Handling AVS / CVC
Address Verification System (AVS) and Card Verification Code (CVC/CVV) checks are fraud prevention tools that compare customer-provided data against the card issuer's records.
How It Works
When you include the sender.address (billing address) in your payment request, the Inyo Gateway forwards it to the card network for verification. The results are returned in the payment response.
Note: AVS and CVC results do not directly control whether a payment is approved or declined. The issuing bank may authorize a payment even with mismatched AVS/CVC. These results are advisory — use them as signals in your own fraud decision logic.
Response Fields
Every payment response includes these verification fields:
{
"cvcResult": "APPROVED",
"avsResult": "APPROVED",
"avsCardholderNameResult": "N/A",
"avsTelephoneResult": "N/A"
}
CVC Verification (cvcResult)
CVC verifies the 3 or 4 digit security code on the card.
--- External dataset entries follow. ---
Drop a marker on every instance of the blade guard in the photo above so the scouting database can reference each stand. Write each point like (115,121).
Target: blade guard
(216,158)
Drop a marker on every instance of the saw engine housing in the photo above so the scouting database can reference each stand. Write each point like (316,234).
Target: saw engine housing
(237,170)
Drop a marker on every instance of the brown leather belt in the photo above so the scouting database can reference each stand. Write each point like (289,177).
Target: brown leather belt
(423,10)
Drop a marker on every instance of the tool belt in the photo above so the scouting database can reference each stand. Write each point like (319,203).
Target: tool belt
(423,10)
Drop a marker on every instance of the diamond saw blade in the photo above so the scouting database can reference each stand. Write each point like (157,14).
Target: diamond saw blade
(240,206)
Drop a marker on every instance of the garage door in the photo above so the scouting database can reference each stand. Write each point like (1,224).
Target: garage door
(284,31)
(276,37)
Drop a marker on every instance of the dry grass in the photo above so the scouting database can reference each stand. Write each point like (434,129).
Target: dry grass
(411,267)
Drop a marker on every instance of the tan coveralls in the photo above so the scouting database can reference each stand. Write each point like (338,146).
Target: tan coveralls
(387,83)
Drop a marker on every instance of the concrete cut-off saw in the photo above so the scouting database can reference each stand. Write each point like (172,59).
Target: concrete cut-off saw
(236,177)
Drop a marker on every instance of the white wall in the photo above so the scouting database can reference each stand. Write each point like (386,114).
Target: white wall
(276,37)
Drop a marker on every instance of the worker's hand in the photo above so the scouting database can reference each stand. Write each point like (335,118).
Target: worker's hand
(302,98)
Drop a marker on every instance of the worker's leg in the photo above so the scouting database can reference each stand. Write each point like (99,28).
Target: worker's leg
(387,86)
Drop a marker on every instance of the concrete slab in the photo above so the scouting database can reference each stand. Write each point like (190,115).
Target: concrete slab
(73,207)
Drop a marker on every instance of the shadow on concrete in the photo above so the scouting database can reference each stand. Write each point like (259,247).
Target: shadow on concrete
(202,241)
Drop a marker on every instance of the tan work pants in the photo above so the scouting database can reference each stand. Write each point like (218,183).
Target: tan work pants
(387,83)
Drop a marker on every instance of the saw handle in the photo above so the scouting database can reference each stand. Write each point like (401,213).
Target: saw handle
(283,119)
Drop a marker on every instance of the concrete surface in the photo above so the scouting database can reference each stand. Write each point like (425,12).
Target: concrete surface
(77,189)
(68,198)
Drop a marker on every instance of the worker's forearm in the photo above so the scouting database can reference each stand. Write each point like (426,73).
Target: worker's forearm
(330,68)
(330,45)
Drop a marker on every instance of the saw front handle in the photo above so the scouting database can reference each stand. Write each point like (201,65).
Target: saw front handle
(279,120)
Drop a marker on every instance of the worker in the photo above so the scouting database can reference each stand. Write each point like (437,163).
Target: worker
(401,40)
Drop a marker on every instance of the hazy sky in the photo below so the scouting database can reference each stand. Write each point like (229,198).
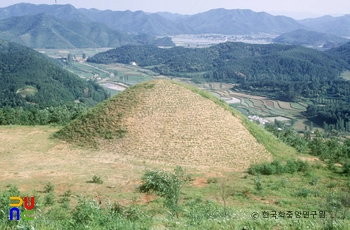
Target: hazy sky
(295,8)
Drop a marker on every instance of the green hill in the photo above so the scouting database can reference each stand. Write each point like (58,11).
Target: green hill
(28,77)
(311,38)
(46,31)
(342,52)
(339,26)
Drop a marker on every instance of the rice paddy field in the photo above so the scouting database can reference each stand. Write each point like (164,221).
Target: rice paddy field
(287,112)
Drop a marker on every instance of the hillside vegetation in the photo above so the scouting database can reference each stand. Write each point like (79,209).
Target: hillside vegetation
(161,120)
(221,21)
(28,77)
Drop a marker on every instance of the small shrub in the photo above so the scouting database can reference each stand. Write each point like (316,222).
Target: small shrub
(258,184)
(49,199)
(346,168)
(212,180)
(49,188)
(314,181)
(97,179)
(67,193)
(332,185)
(303,192)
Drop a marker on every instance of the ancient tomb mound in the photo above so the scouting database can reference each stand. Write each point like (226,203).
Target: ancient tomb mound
(168,122)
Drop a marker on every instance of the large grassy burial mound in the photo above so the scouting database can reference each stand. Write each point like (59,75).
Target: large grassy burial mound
(168,122)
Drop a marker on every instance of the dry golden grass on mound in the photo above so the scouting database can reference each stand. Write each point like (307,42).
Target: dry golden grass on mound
(176,126)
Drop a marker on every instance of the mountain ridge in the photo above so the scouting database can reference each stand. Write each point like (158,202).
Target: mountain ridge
(46,31)
(212,21)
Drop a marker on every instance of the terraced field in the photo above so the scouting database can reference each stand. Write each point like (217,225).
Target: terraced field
(267,108)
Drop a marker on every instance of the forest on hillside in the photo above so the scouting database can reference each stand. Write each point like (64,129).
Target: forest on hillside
(30,78)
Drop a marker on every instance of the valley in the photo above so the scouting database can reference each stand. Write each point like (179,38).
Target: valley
(224,119)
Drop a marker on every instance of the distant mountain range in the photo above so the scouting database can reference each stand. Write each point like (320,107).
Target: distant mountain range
(46,31)
(220,21)
(327,24)
(311,38)
(229,61)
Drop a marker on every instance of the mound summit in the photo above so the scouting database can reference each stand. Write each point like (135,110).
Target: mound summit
(169,122)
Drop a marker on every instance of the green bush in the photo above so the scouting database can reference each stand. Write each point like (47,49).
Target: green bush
(49,188)
(303,192)
(49,199)
(276,167)
(97,179)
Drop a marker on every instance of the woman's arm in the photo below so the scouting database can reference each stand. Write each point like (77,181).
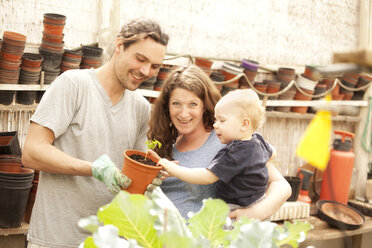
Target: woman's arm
(277,193)
(189,175)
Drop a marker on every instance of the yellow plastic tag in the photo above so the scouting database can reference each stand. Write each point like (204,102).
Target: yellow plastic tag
(314,144)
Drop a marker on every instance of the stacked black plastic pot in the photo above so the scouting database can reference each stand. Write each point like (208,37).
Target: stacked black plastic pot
(52,45)
(15,182)
(92,57)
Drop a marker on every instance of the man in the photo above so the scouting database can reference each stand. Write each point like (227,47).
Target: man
(84,114)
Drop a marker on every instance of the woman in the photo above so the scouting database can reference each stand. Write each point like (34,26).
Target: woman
(182,120)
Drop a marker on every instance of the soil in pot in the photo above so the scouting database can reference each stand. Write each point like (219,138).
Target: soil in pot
(142,159)
(140,173)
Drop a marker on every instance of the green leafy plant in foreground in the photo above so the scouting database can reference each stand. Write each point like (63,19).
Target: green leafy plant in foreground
(133,220)
(151,144)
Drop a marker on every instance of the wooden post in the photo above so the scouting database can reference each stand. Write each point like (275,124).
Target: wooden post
(361,156)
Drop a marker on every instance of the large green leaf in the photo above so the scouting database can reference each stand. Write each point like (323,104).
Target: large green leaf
(130,214)
(208,223)
(168,216)
(256,234)
(295,233)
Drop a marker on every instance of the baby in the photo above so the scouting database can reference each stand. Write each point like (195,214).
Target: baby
(239,169)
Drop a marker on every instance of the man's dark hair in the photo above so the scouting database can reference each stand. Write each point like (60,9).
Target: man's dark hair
(136,30)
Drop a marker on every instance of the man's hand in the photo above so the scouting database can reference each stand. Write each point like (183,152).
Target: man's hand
(155,183)
(104,170)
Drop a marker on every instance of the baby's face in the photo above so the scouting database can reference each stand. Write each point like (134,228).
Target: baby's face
(228,122)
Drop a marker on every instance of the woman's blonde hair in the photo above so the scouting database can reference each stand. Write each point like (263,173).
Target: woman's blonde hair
(190,78)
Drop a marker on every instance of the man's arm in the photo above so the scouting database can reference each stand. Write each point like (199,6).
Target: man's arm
(38,153)
(189,175)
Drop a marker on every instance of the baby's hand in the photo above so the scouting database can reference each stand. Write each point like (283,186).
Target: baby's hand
(167,165)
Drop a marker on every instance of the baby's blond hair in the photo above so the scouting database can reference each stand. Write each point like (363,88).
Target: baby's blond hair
(249,103)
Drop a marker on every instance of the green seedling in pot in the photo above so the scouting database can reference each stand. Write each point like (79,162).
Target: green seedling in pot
(151,144)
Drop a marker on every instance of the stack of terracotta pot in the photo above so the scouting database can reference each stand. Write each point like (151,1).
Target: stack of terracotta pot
(30,74)
(217,77)
(273,86)
(250,68)
(52,45)
(230,71)
(10,60)
(15,181)
(362,81)
(161,77)
(349,80)
(92,57)
(71,60)
(204,64)
(285,76)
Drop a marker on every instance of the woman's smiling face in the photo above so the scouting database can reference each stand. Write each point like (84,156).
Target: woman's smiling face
(186,111)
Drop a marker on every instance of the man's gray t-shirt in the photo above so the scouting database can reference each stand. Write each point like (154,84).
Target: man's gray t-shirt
(185,196)
(86,125)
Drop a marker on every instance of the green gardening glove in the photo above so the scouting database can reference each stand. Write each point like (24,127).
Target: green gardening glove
(104,170)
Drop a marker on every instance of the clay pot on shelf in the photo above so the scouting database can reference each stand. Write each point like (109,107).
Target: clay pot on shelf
(203,62)
(163,73)
(14,38)
(295,183)
(312,73)
(31,199)
(141,174)
(302,97)
(15,185)
(288,95)
(92,51)
(148,84)
(207,71)
(285,75)
(9,145)
(217,76)
(319,89)
(6,97)
(261,87)
(54,18)
(32,59)
(363,80)
(74,55)
(273,86)
(231,71)
(9,65)
(250,69)
(58,39)
(306,83)
(55,29)
(25,97)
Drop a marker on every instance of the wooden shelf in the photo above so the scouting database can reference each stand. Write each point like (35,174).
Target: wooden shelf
(155,94)
(322,230)
(23,229)
(24,87)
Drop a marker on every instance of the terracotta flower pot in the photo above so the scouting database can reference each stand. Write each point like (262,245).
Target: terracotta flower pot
(53,28)
(53,38)
(202,62)
(285,75)
(14,37)
(54,18)
(32,59)
(141,174)
(217,76)
(231,71)
(312,73)
(300,96)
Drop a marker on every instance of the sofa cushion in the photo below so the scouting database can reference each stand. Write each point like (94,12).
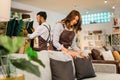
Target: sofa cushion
(116,55)
(61,70)
(107,55)
(83,68)
(96,54)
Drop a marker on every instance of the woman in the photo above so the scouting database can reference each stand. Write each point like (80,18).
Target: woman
(64,34)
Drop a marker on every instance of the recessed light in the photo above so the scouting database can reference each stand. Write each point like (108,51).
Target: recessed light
(105,1)
(113,7)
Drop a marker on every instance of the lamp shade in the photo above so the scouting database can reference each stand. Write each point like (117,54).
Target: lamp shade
(5,6)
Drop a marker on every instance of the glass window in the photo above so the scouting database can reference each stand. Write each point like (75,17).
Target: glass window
(102,17)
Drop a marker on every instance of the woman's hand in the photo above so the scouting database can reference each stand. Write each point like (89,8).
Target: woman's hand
(83,55)
(73,54)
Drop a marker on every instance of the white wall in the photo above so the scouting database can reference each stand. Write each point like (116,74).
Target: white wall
(52,18)
(105,27)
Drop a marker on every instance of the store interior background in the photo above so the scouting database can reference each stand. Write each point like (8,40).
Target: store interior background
(57,10)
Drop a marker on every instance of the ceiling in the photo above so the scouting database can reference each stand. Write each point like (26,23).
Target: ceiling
(63,6)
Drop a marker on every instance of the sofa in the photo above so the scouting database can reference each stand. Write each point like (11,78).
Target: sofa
(102,71)
(102,56)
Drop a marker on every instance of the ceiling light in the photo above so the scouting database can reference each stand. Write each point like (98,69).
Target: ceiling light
(5,10)
(113,7)
(105,1)
(87,12)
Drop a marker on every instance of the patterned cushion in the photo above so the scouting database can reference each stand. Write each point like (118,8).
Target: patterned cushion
(107,55)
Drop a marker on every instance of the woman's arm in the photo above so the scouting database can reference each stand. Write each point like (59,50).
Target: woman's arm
(58,29)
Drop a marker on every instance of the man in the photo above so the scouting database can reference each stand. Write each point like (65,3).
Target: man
(41,34)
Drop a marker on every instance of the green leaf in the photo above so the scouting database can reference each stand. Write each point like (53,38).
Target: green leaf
(38,61)
(11,44)
(26,65)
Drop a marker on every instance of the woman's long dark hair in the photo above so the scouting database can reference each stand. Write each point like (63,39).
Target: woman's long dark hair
(70,17)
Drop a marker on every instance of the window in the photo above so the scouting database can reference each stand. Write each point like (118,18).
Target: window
(102,17)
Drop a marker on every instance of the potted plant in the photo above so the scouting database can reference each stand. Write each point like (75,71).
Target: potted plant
(9,45)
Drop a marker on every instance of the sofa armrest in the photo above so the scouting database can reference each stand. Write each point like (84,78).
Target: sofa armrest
(117,63)
(104,68)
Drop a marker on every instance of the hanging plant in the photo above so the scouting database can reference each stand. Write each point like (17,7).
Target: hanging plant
(11,45)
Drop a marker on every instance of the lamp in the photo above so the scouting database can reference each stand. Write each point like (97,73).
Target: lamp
(5,6)
(105,1)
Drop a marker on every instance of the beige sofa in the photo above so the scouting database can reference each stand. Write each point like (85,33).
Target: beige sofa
(103,71)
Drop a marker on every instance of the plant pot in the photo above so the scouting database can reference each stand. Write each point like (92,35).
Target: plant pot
(19,77)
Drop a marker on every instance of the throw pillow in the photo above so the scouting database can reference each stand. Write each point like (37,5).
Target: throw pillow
(116,55)
(107,55)
(96,54)
(61,70)
(83,68)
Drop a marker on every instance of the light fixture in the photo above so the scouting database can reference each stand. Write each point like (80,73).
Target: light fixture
(5,6)
(113,7)
(105,1)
| Status | Meaning | Action |
|---|---|---|
APPROVED | CVV matches issuer records | ✅ Low fraud risk |
FAILED | CVV does not match | ⚠️ High fraud risk — consider voiding even if authorized |
NOT_SENT | CVV was not provided in the request | ℹ️ No verification performed |
N/A | Not applicable (e.g., during 3DS challenge) | ℹ️ Check after challenge completes |
AVS Verification (avsResult)
AVS compares the billing address (house number, street, and postal code) against the issuer's records.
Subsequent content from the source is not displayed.